Le marché des changes mise sur la victoire du candidat d’En marche!. Depuis la fin du premier tour, la monnaie unique progresse, aidée par le sentiment que la zone euro est vraiment sortie de la crise

Le dollar devrait monter. Selon toute logique, le billet vert devrait être soutenu par la probabilité de plus en plus grande que la Réserve fédérale américaine relève une nouvelle fois ses taux, au mois de juin. Une hausse qui attirerait les investisseurs en quête d’un rendement obligataire plus élevé qu’en Europe, en Suisse ou au Japon.

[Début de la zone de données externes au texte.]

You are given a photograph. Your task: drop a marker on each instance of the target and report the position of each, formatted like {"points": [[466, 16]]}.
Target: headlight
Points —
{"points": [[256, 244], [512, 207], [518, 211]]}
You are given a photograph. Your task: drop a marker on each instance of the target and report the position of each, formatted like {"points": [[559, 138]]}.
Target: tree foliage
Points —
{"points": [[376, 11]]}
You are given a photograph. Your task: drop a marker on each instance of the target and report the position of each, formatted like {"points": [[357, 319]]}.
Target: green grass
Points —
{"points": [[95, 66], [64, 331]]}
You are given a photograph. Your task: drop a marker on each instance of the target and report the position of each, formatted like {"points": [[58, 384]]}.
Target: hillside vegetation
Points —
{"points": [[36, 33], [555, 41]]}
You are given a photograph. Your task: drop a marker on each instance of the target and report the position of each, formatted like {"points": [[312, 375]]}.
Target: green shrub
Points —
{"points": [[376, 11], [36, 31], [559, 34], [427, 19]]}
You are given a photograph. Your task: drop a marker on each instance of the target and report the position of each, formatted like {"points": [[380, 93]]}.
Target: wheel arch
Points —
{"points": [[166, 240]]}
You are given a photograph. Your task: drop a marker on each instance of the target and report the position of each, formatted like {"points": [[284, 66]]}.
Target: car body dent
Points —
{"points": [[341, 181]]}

Mais la réalité est un peu différente. L’euro résiste et ne perd pas de terrain. Au contraire. Durant les quatre dernières semaines, la monnaie unique est passée de 1,0580 à 1,0980, face au dollar. Un niveau qu’il n’avait plus atteint depuis novembre 2016. L’euro est aussi monté face au franc, de 1,0680 à 1,0840 environ.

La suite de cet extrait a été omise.